À une époque où la restauration des valeurs est un enjeu crucial pour notre société, il est impératif que l’industrie musicale gabonaise ne soit pas en reste. Le secteur artistique, tout comme les autres composantes de notre nation, doit également se soumettre à une introspection morale. Le phénomène Eboloko, souvent décrit comme une apologie du plagiat, illustre parfaitement les contradictions auxquelles notre industrie musicale est confrontée.
D’une part, il est indéniable que chaque Gabonais peut ressentir une certaine fierté lorsqu’un artiste du pays, peu importe son parcours, parvient à se faire remarquer sur la scène internationale. Cependant, il est tout aussi légitime de s’interroger sur le message que cela renvoie aux autres artistes, souvent moins médiatisés, et aux jeunes de notre société.
Que leur enseigne-t-on sur la réussite et le mérite ?
Le cas de l’artiste Eboloko est particulièrement révélateur. Son titre “Santana”, qui n’est autre qu’une reprise d’une chanson du chanteur nigérian Omah Lay, l’a propulsé sur le devant de la scène, lui conférant une notoriété inédite. Cette popularité lui a même valu l’attention du média international RFI, qui l’a présenté comme faisant partie de “cette nouvelle génération qui révolutionne la musique gabonaise”. Mais peut-on vraiment parler de révolution locale lorsque le succès repose sur une œuvre empruntée à un autre artiste ?
Plus encore, ce morceau lui a ouvert les portes de la prestigieuse maison de production Sony Music Afrique, avec laquelle il a eu l’opportunité de collaborer. Il rejoint ainsi Emma, une autre artiste gabonaise, au sein de cette même structure. Si ce parcours semble enviable, il est légitime de se demander quel message cela envoie à la communauté artistique et à la jeunesse gabonaise en général.
Que doivent penser des artistes tels que General Itachi, Fetty Ndoss, Donzer, et bien d’autres, qui, sans céder à la facilité des reprises, déploient un talent indéniable dans le même genre musical qu’Eboloko, la “Ntcham”, sans pour autant bénéficier de la même reconnaissance ? Doivent-ils revoir leur approche et succomber à la tentation du plagiat pour espérer atteindre les sommets ?
L’industrie musicale gabonaise est-elle condamnée à imiter des sonorités venues d’ailleurs, principalement du Nigeria ou du Ghana, pour connaître un succès retentissant ? Si tel est le cas, peut-on encore parler de musique gabonaise authentique ou s’agit-il simplement de copies conformes “gabonisées” d’autres styles étrangers ? La question mérite d’être posée.

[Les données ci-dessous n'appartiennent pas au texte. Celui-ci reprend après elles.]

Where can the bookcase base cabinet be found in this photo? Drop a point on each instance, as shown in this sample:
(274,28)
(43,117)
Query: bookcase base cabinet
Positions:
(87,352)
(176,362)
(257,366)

Dans ce contexte, il est essentiel de rappeler que les véritables vedettes pourraient bien être les artistes étrangers comme Omah Lay ou Shatta Wale, dont les œuvres servent de base à nos propres artistes pour se faire un nom. Trivialement, on pourrait dire que ce sont ces figures internationales qui “mettent nos artistes au travail”.
La restauration des valeurs, aujourd’hui plus nécessaire que jamais, devrait être l’occasion de remettre l’excellence, l’originalité, et le travail acharné au centre des stratégies artistiques. Faute de quoi, nous risquons d’envoyer des signaux erronés aux futures générations d’artistes, et de compromettre l’avenir de la musique gabonaise. Il est temps de réfléchir à ce que nous valorisons réellement dans notre culture musicale, et de promouvoir ceux qui, par leur talent et leur créativité, méritent vraiment d’être célébrés.